THE ROCKSCIENTIST |
This book feel like a Stardew Valley fanfiction, drafted during Covid lockdown. It's plenty unique, but the themes and beats kept me suspicious from start to finish.
Community Board is about Darcy Clipper, a 29 year old woman who after her husband leaves, moves back into her childhood home. She recluses, until a community message board gets her fighting for the construction of a new playground, and the heart of her small New England town.
This one was an eh for me. I finished it and I don't regret it, but I wouldn't recommend it to most people.
What I liked:-The characters were quirky and colorful. I loved Marcus's ambitions of creating an inclusive playground for his community. Fanny's dark chocolate and deceased husband, Officer Omar, that mom of your ex boyfriend who's now your mom's friend, and all the other townies who popped in and out of the plot.
-The interludes with the town's forum page were funny more than twice.
-Conkiln's writing is very quirky in a good way, it's the only reason I got through the first 194 pages of dredge.
What I didn't like:-The first 194 pages are only worth reading for context, they're gratingly slow, then the rest of the pages are spent cramming the plot into the second half.
-The central conflict isn't even established until halfway through. The antagonist is a tired, startup-bro conservative caricature that the author really wants us to hate without giving him teeth. His bumbling, almost wacky schemes make him more endearing than the protagonist at moments.
-On that note: Darcy Clipper is not likable enough to get away with being as annoying as she is. She's almost 30 but acts 13 for most of the novel, whining about her friends and family because their lives don't revolve around her.

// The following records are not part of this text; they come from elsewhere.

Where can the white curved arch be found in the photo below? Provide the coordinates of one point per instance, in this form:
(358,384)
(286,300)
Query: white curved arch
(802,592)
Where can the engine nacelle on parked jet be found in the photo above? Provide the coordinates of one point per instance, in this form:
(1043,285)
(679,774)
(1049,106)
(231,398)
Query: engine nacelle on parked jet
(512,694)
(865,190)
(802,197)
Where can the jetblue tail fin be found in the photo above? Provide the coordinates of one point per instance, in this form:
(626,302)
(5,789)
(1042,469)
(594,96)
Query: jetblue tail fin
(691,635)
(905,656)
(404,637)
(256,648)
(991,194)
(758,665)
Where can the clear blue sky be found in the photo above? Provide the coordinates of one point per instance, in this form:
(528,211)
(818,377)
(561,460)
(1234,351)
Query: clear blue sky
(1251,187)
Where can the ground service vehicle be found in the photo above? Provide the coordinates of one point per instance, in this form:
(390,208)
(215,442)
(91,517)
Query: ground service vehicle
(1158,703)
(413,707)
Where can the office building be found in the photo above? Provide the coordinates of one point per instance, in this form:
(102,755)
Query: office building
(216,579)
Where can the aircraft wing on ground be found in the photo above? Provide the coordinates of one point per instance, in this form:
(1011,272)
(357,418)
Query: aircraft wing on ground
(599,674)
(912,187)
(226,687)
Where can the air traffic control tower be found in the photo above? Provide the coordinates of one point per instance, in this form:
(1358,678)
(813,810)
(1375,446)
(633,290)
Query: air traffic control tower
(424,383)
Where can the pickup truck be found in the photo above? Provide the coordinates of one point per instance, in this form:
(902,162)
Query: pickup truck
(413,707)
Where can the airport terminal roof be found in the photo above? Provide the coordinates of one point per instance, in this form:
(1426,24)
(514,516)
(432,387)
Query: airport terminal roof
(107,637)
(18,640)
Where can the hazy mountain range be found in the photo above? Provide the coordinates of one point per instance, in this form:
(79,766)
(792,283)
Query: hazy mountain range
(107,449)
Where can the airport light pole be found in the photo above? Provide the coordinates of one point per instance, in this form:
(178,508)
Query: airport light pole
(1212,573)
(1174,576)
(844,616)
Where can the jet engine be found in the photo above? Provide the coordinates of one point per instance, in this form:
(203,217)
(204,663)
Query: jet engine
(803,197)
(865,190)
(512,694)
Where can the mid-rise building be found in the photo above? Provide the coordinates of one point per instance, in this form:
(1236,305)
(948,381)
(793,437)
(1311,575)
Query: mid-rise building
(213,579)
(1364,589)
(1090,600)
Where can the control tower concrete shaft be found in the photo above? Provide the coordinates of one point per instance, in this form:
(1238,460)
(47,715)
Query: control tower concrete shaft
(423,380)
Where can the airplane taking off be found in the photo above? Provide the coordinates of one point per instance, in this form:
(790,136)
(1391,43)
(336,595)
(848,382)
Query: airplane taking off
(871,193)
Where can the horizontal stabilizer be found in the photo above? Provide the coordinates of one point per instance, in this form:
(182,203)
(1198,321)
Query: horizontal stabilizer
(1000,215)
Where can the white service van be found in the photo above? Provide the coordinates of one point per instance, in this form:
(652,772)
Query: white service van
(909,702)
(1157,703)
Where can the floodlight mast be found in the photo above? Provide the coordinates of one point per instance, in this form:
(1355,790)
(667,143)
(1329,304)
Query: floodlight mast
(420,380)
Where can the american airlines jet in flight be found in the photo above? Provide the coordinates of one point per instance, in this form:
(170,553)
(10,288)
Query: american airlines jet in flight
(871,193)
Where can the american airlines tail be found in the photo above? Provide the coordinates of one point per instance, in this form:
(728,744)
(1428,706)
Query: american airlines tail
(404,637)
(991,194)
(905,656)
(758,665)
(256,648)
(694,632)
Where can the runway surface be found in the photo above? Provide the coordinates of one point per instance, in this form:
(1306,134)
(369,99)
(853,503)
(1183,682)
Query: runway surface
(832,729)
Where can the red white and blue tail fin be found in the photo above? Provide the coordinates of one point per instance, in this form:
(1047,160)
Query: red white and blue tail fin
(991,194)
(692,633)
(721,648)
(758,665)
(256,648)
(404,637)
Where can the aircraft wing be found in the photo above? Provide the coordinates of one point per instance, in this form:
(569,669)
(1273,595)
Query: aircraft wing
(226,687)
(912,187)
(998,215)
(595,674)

-I don't think books should be written exclusively from firsthand experience, but Conklin's depiction of the tinytown middle-class America feels plastic
What I think people should know:-There were zero quotation marks anywhere in the text. It didn't really bother me, but it did bother everyone I talked to about the book.
-Comedy stems entirely from "self aware" Millennial humor. Got a couple laughs out of me, but it largely wasn't my thing.
All and all, it was fine after 200 pages, pretty good near the end.